In this project I will develop a website that implements the recommender system. Over the course of internet history, it has developed to become a more user-friendly area to give an easier and a more efficient way of surfing the internet to users. The expanding significance of the Web as a mechanism for electronic and business interactions has filled in as a driving force for the advancement of recommender systems. An important facilitator in such manner is the ease of which the Web empowers users to give criticism about their preferences or aversions.

Recommender systems have played a major role in the development of a more user- friendly internet. “A recommender system is an information filtering system that pursues to predict the “rating” or “preference” a user would give to an item.” Recommender Systems are used in different area’s such Music, Movies, Social media advertising Recommender systems are vital for large businesses like Amazon, Netflix, Spotify, YouTube etc. there are 2 common recommendation systems which are Collaborative filtering and Content based filtering. Recommendations are an important measure of the tailored user experience for any business that uses recommendation algorithms on their website. The most common businesses are Netflix, Amazon, Netflix and Spotify have shown how the use and development of recommendation systems have changed the online experience of its users. Amazon, for instance, have calculated an estimation of 35% of its sales being directly contributed by their recommendation system.
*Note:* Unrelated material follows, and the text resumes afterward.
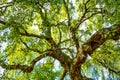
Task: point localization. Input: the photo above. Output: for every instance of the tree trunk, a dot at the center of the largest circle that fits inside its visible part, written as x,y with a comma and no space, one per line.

In December 2016 Netflix announced its first global recommendation engine. The new recommendation engine takes a number of different algorithms into account and matches the user with similar other users in 190 different countries where the Netflix service is available to its users. Netflix has estimated that only 20% of its subscribers’ users video choices comes from the search bar whilst 80% comes from recommendations to its users. This shows how essential recommendation engines have become in recent internet history. Carlos Gomez-Uribe who is the vice president of product innovation at Netflix has said “If one member in this tiny island expresses an interest in anime, then we’re able to map that person to the global anime community,” (Nathan McAlone, 2016).  Netflix priced their recommendation system at $1 billion per year. Netflix’s Chief Product Officer Neil Hunt has said that “the combined effect of personalization and recommendations save us more than $1B per year.” (Nathan McAlone, 2016).  Netflix’s reason of pricing its recommendation system at $1 billion is because it minimizes the chances of subscribers from cancelling their subscription. Netflix has said “Consumer research suggests that a typical Netflix member loses interest after perhaps 60 to 90 seconds of choosing,” (Nathan McAlone, 2016).  They have also said “The user either finds something of interest or the risk of the user abandoning our service increases substantially.” (Nathan McAlone, 2016).

Related

Collaborative filtering methods are used to collect and analyse a large amount of information of users such as their preferences and predicting what users will like based on the similarities compared to other users. For example, if another user purchased a product the collaborative filtering system examines the considerations of other people who have a similar interest in a product or service and recommends it to the user. Another method of collaborative filtering is Item based collaborative filtering. this is a model-based calculation for recommender Systems. In item based collaborative filtering resemblances between items are based upon these similarities. An example of this method is Amazon collaborative filtering system. Amazon uses recommendation systems as an advertising method to target its customers to purchase products based on the item based collaborative filtering recommendation system. Amazon uses recommendation algorithms to distinguish to each user’s interests. When the user is about to purchase a product there are 2 columns which are ‘frequently bought together’ and ‘customers who bought this item and also bought’ . The ‘frequently bought together’ section recommends other products that were bought together for example, if the user was interested in a games console they would also be recommended to purchase an extra controller and a game. The second section is ‘customers who bought this item and also bought’. This will recommend products to the user that other users also purchased.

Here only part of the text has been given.